Harpia - Hierarchical Classification Framework Harpia is an open-source Java library for the development of machine learning algorithms which learn from hierarchically-labelled examples. It is named after the ''Harpia harpyja'' eagle. The implementation of this framework is based on the Weka Machine Learning API. Therefore, increasing the spectrum of available machine learning algorithms to be used as base classifiers in the context of "local" hierarchical classification algorithms. In addition, the evaluation module contains a variety of measures from three categories: example based, label based and level based. Furthermore, other measures such as the micro and macro average measures are also available.
IESystem - Information Extraction System The IESystem extracts metadata from scientific articles, even when they are provided from different sources or written in different languages. The process of metadata extraction is based on models which describe relative content positions or content indicators to be extracted. A set of functionalities for pre-processing and assistance to the user when constructing models are also available.
KNN-WEKA - A new k-nearest neighbor implementation for Weka KNN-WEKA extends the current Weka k-nearest neighbor implementation by adding an example weighting function related to the distance from the current example to the query example. Moreover, KNN-Weka provides a distance function, known as the Heterogeneous Euclidean-VDM Metric (HVDM), which aims to better incorporate the information provided by nominal attributes.
PRETEXT - Text preprocessing PRETEXT is a computational tool implemented in Perl using the object oriented paradigm, which automatically performs most of the Text Mining pre-processing tasks in a collection of documents. The documents may be written in three different languages: Portuguese, Spanish and English. In addition, the tool includes facilities to reduce the dimensionality of any text pre-processed data set by using Zipf’s law and Luhn cut-offs.
TaXEm - a tool for helping evaluate domain topics The TaXEm (Taxonomia em XML da Embrapa) is a fast and efficient tool to organize, retrieve, browse and extract knowledge from textual documents. In order to organize specific domain information, TaXEm builds a taxonomy which can be (semi)/automatically evaluated. This evaluation can be carried out using objective measures or using a subjective analysis based on the domain specialist judgment.
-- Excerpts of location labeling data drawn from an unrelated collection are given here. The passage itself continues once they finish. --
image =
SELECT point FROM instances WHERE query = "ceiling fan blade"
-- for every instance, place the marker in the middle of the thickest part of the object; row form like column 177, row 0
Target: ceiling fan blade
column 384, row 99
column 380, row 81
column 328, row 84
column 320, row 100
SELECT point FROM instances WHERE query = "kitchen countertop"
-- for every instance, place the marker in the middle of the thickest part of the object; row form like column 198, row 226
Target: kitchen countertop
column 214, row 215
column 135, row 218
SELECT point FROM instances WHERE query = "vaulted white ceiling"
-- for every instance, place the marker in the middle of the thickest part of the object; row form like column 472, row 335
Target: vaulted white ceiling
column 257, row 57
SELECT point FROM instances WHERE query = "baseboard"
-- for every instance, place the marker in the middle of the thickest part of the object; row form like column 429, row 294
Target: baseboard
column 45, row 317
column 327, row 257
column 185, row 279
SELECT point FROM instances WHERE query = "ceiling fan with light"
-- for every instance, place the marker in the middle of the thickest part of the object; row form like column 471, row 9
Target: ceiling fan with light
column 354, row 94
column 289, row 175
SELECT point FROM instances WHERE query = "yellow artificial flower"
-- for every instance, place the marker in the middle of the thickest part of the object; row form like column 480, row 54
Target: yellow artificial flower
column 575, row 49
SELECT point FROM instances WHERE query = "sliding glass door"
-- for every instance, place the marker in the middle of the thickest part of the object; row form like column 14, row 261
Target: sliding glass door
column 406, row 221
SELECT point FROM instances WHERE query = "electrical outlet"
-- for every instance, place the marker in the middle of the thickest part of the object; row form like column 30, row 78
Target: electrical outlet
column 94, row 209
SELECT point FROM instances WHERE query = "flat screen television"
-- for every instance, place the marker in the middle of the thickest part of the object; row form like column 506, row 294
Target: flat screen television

Torch - Topic Hierarchies Torch helps users to “see hidden topics” in text collections. This tool can be used in a wider variety of applications such as digital libraries, web directories and document engineering. Torch is based on the IHTC - Incremental Hierarchical Term Cluster method, which aims to build topic hierarchies from growing text collections.
Gráficos Labic Gráficos Labic is a very simple tool which helps the user to quickly choose from a set of graphs commonly used in the pre-processing phase of the Data Mining process, as well as retrieving the correspondent R code of the chosen graph.
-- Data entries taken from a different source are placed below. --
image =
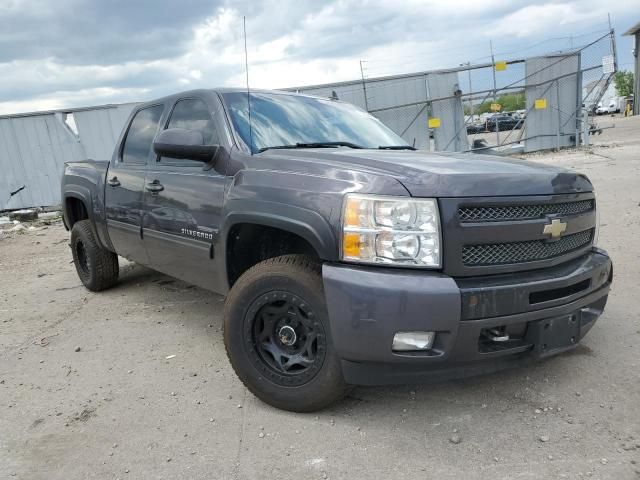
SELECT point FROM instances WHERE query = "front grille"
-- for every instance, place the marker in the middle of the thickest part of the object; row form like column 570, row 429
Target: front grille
column 522, row 212
column 520, row 252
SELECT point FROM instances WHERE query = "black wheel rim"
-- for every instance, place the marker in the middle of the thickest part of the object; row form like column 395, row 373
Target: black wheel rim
column 84, row 264
column 284, row 338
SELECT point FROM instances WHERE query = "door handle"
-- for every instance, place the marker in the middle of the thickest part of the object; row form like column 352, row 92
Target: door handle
column 114, row 182
column 154, row 187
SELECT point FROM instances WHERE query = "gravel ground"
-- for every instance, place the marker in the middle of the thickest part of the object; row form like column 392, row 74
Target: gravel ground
column 134, row 382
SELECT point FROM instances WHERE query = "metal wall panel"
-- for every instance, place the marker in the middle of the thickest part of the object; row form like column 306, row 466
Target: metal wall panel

CoAL and Co-Training Java Implementation CoAL is a new algorithm which merges Co-Training, a well known multi-view semi-supervised machine learning algorithm, with Co-Testing, a multi-view active learning algorithm. CoAL, as well as Co-Training, were implemented in Java using the Weka API. In addition to these algorithms, the implementation offers an abstract class that eases the task of implementing new Co-Training style algorithms.
FEATuRE - Features gEnerator based on AssociaTion RulEs The required steps to generate the bag-of-related words are implemented in this tool. Thre is also functionalities to analyse the generated bag-of-related-words.
ICT - Inductive Classification Tool
Inductive Classification Tool was developed in Java language and aims to generate results using traditional inductive algorithms and their different parameter for datasets represented in ARFF format.
RotuLabic is a system developed to support manual labeling of documents. The system uses a transductive learning algorithm to recommend labels to the user and, thus, supports the manual labeling work. Currently, the system interface is available only in Portuguese.